O PAISM incorporou como princípios e diretrizes as propostas de
descentralização, hierarquização e regionalização dos serviços, bem como a
integralidade e a equidade da atenção, num período em que, paralelamente, no âmbito
do Movimento Sanitário, se concebia o arcabouço conceitual que embasaria a
formulação do Sistema Único de Saúde (SUS).
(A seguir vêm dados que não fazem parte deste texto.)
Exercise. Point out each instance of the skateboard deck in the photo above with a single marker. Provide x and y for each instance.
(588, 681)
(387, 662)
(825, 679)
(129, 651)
O novo programa para a saúde da mulher incluía ações educativas, preventivas,
de diagnóstico, tratamento e recuperação, englobando a assistência à mulher em clínica
ginecológica, no pré-natal, parto e puerpério, no climatério, em planejamento familiar,
DST, câncer de colo de útero e de mama, além de outras necessidades identificadas a
partir do perfil populacional das mulheres (BRASIL, 1984).
O processo de construção do SUS tem grande influência sobre a
implementação do PAISM. O SUS vem sendo implementado com base nos princípios
e diretrizes contidos na legislação básica: Constituição de 1988, Lei n.º 8.080 e Lei n.º
8.142, Normas Operacionais Básicas (NOB) e Normas Operacionais de Assistência à
Saúde (NOAS), editadas pelo Ministério da Saúde. Particularmente com a
implementação da NOB 96, consolida-se o processo de municipalização das ações e
serviços em todo o País. A municipalização da gestão do SUS vem se constituindo
num espaço privilegiado de reorganização das ações e dos serviços básicos, entre os
quais se colocam as ações e os serviços de atenção à saúde da mulher, integrados ao
sistema e seguindo suas diretrizes.
O processo de implantação e implementação do PAISM apresenta
especificidades no período de 84 a 89 e na década de 90, sendo influenciado, a partir
da proposição do SUS, pelas características da nova política de saúde, pelo processo de
municipalização e principalmente pela reorganização da atenção básica, por meio da
estratégia do Programa Saúde da Família. Estudos realizados para avaliar os estágios
de implementação da política de saúde da mulher demonstram a existência de
dificuldades na implantação dessas ações e, embora não se tenha um panorama
abrangente da situação em todos os municípios, pode-se afirmar que a maioria enfrenta
ainda dificuldades políticas, técnicas e administrativas.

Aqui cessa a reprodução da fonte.